KLIKINFOBERITA.COM,- Pasar kopi global mengalami dinamika signifikan pekan ini, ditandai dengan penurunan harga futures, masuknya investasi besar di sektor ritel China, serta temuan ilmiah yang menggugat ketahanan iklim varietas Robusta.

Kontrak berjangka kopi ICE Arabica untuk pengiriman Desember turun 0,7% menjadi 281,55 sen per pon pada 16 September 2026, mencatatkan penutupan terendah sejak akhir Juni. Sementara itu, kontrak ICE Robusta bulan November anjlok 51 menjadi 3.430 per metrik ton, atau turun 1,5% dalam satu sesi perdagangan.

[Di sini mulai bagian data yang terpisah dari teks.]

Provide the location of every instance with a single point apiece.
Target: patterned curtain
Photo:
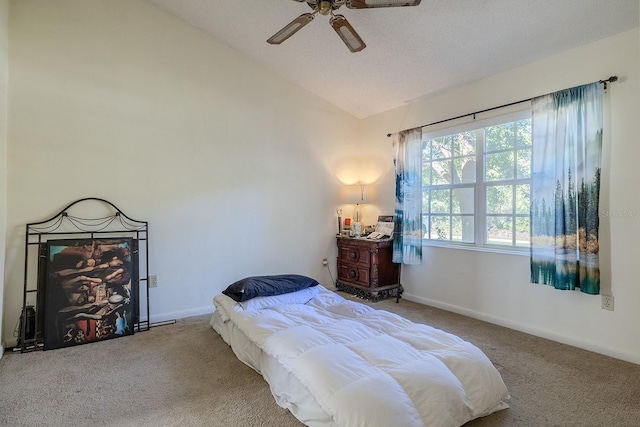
(565, 188)
(407, 236)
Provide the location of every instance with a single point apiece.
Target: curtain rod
(605, 81)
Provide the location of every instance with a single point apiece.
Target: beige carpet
(185, 375)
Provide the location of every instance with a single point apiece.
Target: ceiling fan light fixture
(324, 7)
(367, 4)
(291, 28)
(347, 33)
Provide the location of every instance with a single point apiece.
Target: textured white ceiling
(411, 52)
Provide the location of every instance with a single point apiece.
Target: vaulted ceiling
(411, 52)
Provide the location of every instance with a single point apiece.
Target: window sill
(474, 248)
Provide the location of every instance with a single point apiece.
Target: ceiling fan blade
(347, 33)
(366, 4)
(291, 28)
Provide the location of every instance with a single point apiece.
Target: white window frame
(480, 214)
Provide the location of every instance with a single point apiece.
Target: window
(476, 183)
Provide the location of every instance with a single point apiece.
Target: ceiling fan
(338, 22)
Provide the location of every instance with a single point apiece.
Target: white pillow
(299, 297)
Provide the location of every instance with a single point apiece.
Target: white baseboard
(174, 315)
(596, 348)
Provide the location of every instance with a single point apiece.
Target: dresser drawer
(352, 254)
(354, 274)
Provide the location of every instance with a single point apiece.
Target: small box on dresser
(365, 268)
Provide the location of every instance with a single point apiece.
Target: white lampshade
(357, 194)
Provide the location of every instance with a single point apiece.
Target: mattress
(334, 362)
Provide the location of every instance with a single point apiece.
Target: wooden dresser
(365, 268)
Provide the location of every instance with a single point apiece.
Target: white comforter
(367, 367)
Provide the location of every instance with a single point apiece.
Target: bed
(337, 362)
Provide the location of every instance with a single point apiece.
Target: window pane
(440, 227)
(426, 174)
(524, 163)
(499, 137)
(441, 201)
(523, 203)
(425, 226)
(499, 199)
(462, 229)
(500, 230)
(464, 144)
(465, 168)
(441, 147)
(454, 170)
(523, 236)
(523, 133)
(426, 150)
(463, 200)
(499, 166)
(441, 172)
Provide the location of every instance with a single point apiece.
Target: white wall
(234, 168)
(496, 287)
(4, 67)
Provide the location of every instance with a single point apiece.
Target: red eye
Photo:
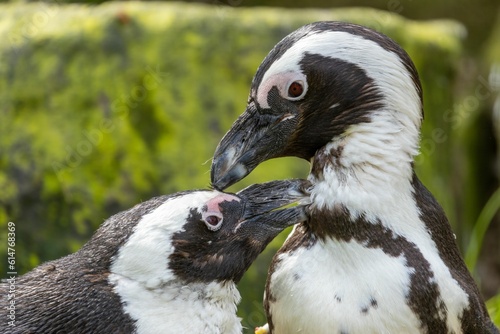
(212, 220)
(295, 89)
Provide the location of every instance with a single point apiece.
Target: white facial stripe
(383, 66)
(144, 257)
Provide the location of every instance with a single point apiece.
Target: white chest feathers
(345, 287)
(176, 308)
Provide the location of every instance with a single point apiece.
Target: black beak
(253, 138)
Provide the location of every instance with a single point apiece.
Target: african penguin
(377, 254)
(168, 265)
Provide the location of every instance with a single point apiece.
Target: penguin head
(326, 81)
(207, 235)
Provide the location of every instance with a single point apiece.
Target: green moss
(110, 105)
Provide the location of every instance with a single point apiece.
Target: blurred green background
(106, 105)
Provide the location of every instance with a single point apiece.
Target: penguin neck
(176, 305)
(369, 166)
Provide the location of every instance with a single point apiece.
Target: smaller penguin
(168, 265)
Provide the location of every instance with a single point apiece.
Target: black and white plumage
(168, 265)
(377, 254)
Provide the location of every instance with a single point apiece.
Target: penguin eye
(295, 89)
(213, 221)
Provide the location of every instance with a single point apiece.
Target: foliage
(103, 107)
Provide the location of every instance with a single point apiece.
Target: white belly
(341, 287)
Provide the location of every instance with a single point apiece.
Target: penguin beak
(268, 205)
(253, 139)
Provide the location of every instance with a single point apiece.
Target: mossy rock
(103, 107)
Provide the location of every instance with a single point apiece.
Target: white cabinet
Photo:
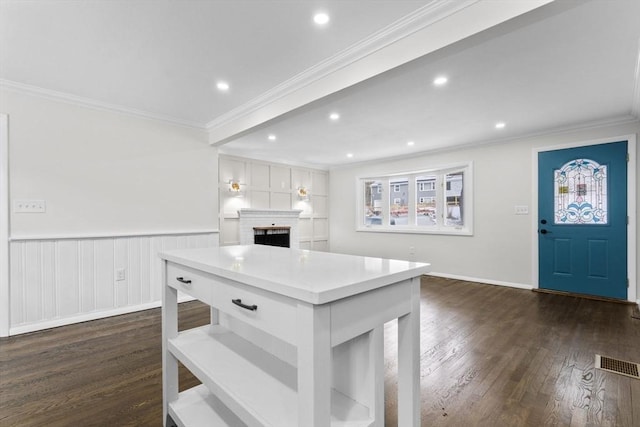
(295, 337)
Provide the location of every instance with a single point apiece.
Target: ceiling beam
(432, 27)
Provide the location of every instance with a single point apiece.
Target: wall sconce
(303, 194)
(234, 186)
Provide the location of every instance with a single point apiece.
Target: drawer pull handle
(238, 302)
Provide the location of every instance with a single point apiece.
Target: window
(426, 185)
(435, 201)
(372, 191)
(399, 206)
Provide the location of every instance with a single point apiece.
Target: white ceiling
(562, 65)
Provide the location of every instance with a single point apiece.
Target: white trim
(33, 327)
(631, 206)
(91, 236)
(635, 103)
(5, 314)
(407, 25)
(438, 24)
(92, 103)
(618, 121)
(483, 281)
(441, 229)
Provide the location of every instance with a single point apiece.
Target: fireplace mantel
(269, 213)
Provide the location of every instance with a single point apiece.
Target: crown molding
(91, 103)
(434, 11)
(556, 131)
(635, 102)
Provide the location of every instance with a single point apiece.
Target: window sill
(414, 230)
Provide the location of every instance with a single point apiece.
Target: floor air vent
(617, 366)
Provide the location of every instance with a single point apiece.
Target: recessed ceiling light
(321, 18)
(440, 80)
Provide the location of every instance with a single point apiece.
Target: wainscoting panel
(59, 281)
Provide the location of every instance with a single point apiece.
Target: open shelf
(198, 407)
(254, 384)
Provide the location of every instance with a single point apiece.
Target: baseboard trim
(480, 280)
(592, 297)
(56, 323)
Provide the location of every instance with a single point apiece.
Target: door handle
(239, 303)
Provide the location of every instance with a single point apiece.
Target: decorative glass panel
(580, 191)
(399, 202)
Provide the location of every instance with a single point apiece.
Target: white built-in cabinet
(274, 186)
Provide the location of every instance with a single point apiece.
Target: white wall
(105, 172)
(117, 189)
(500, 250)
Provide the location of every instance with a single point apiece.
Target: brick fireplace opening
(269, 225)
(272, 236)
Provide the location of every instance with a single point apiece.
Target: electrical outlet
(29, 206)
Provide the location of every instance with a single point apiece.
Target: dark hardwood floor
(491, 356)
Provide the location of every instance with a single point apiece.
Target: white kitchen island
(296, 337)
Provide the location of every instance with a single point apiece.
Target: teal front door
(582, 220)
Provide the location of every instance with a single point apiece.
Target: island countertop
(310, 276)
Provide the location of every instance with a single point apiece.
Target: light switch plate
(29, 206)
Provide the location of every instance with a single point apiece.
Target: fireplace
(260, 225)
(272, 236)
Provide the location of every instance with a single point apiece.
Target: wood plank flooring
(490, 356)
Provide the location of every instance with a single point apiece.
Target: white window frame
(439, 228)
(422, 186)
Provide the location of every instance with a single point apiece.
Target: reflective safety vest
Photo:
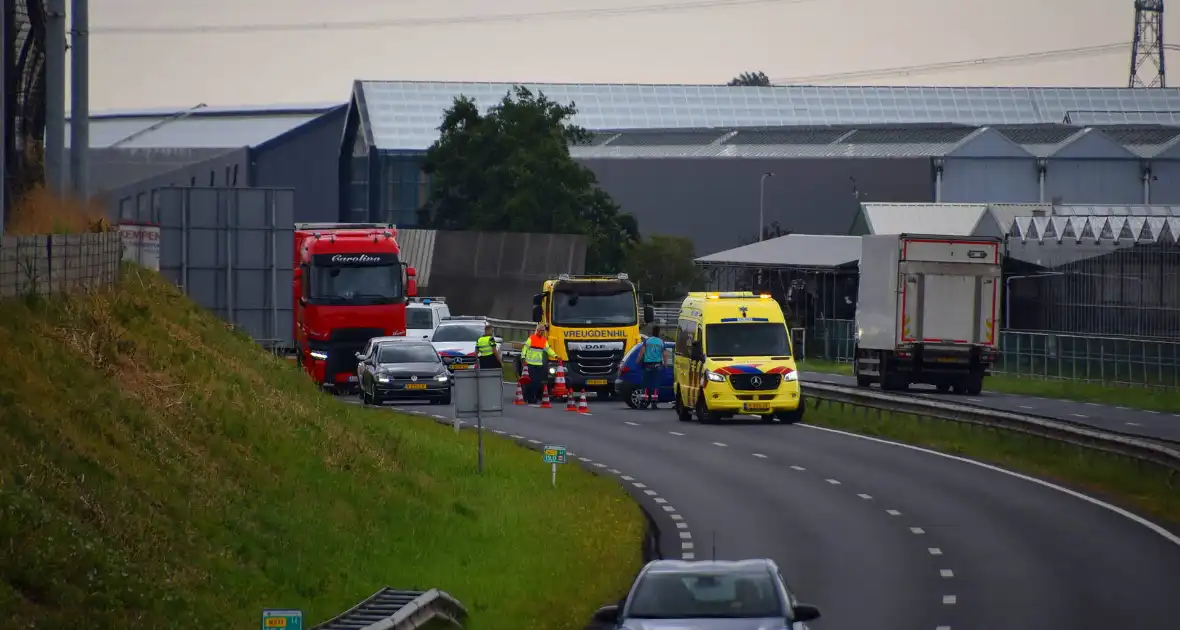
(536, 349)
(485, 346)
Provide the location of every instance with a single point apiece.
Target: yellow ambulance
(734, 358)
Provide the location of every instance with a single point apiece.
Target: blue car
(629, 382)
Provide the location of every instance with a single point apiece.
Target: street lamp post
(761, 204)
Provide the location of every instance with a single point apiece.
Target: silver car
(741, 595)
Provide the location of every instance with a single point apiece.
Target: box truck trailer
(928, 310)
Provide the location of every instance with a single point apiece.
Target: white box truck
(928, 310)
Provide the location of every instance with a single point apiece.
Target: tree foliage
(510, 170)
(663, 266)
(751, 79)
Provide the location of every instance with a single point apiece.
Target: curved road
(877, 535)
(1147, 424)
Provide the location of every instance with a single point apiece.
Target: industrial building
(295, 146)
(681, 156)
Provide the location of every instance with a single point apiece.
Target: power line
(965, 64)
(413, 23)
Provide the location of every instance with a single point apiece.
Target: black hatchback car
(405, 369)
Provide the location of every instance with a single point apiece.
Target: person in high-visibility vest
(487, 350)
(533, 358)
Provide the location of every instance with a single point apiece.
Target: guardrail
(1161, 453)
(391, 609)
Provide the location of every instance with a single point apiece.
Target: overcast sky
(670, 44)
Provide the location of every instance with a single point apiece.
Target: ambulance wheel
(683, 413)
(703, 415)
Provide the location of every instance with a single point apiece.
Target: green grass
(1146, 487)
(162, 471)
(1141, 398)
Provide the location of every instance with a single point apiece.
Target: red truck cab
(351, 286)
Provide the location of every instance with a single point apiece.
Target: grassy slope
(161, 471)
(1140, 398)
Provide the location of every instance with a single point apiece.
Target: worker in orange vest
(533, 358)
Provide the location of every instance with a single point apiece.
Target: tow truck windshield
(597, 308)
(746, 340)
(356, 284)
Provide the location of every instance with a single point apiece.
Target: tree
(664, 267)
(751, 79)
(510, 170)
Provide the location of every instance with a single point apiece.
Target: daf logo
(359, 257)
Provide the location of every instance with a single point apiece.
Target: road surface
(1147, 424)
(877, 535)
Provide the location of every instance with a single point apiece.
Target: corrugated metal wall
(230, 250)
(490, 274)
(990, 181)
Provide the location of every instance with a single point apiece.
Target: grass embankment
(162, 471)
(1140, 398)
(1146, 487)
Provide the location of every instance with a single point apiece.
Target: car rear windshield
(723, 596)
(406, 353)
(419, 317)
(747, 339)
(458, 333)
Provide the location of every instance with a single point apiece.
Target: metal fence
(230, 250)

Penurunan ini dipicu oleh prospek pasokan yang membaik dari Brasil dan Vietnam, dua produsen kopi terbesar dunia. Cuaca yang menguntungkan di kedua negara tersebut, ditambah ekspektasi surplus pasokan global, menekan harga futures. Meskipun demikian, stok Arabica bersertifikat ICE tetap ketat di level 233.479 kantong, kendati mulai menunjukkan tanda-tanda pemulihan.

Di sektor ritel, Mubadala Investment Company asal Abu Dhabi sepakat menginvestasikan 1 miliar untuk mengakuisisi saham minoritas di Luckin Coffee, bersama pemegang saham pengendali Centurium Capital. Struktur transaksi ini menjaga kepemilikan bermanfaat di angka 22,08%. Investasi tersebut mencerminkan minat internasional terhadap pasar konsumen kopi China yang bernilai 7,2 miliar. Luckin Coffee, sebagai operator kopi terbesar di China, telah membuka gerai ke-30.000 pada Februari 2026.

Sementara itu, Starbucks mencatatkan pencapaian baru dengan membuka kafe ke-1.900 di Amerika Latin dan Karibia. Gerai pertama di Tegucigalpa, Honduras, yang merupakan lokasi keenam di negara tersebut, dioperasikan sebagai situs drive-thru oleh lisensi regional Premium Restaurants of America. Pembukaan ini menandai ekspansi Starbucks di negara penghasil kopi dengan pasar konsumen yang terus berkembang. Starbucks Foundation juga memberikan dukungan untuk memberdayakan lebih dari 150 pemuda di Tegucigalpa dan San Pedro Sula.

Di sisi produksi, sebuah tinjauan ilmiah terbaru menantang asumsi umum bahwa kopi Robusta lebih tahan terhadap perubahan iklim dibandingkan Arabica. Kajian terhadap lebih dari 50 studi menemukan bahwa bukti ilmiah mengenai ketahanan iklim Robusta masih belum memadai. Para peneliti menyimpulkan bahwa toleransi kekeringan Robusta telah dilebih-lebihkan, dan produksi di negara-negara utama seperti Brasil dan Vietnam sering kali bergantung pada irigasi skala besar.

Meskipun Robusta memang lebih tahan panas daripada Arabica, sebuah studi yang dirujuk dalam tinjauan tersebut mengungkapkan bahwa setiap kenaikan suhu 1°C dapat menurunkan hasil panen hingga 14%. Temuan ini mempertanyakan strategi industri yang mengandalkan pergeseran lahan ke Robusta sebagai solusi adaptasi iklim.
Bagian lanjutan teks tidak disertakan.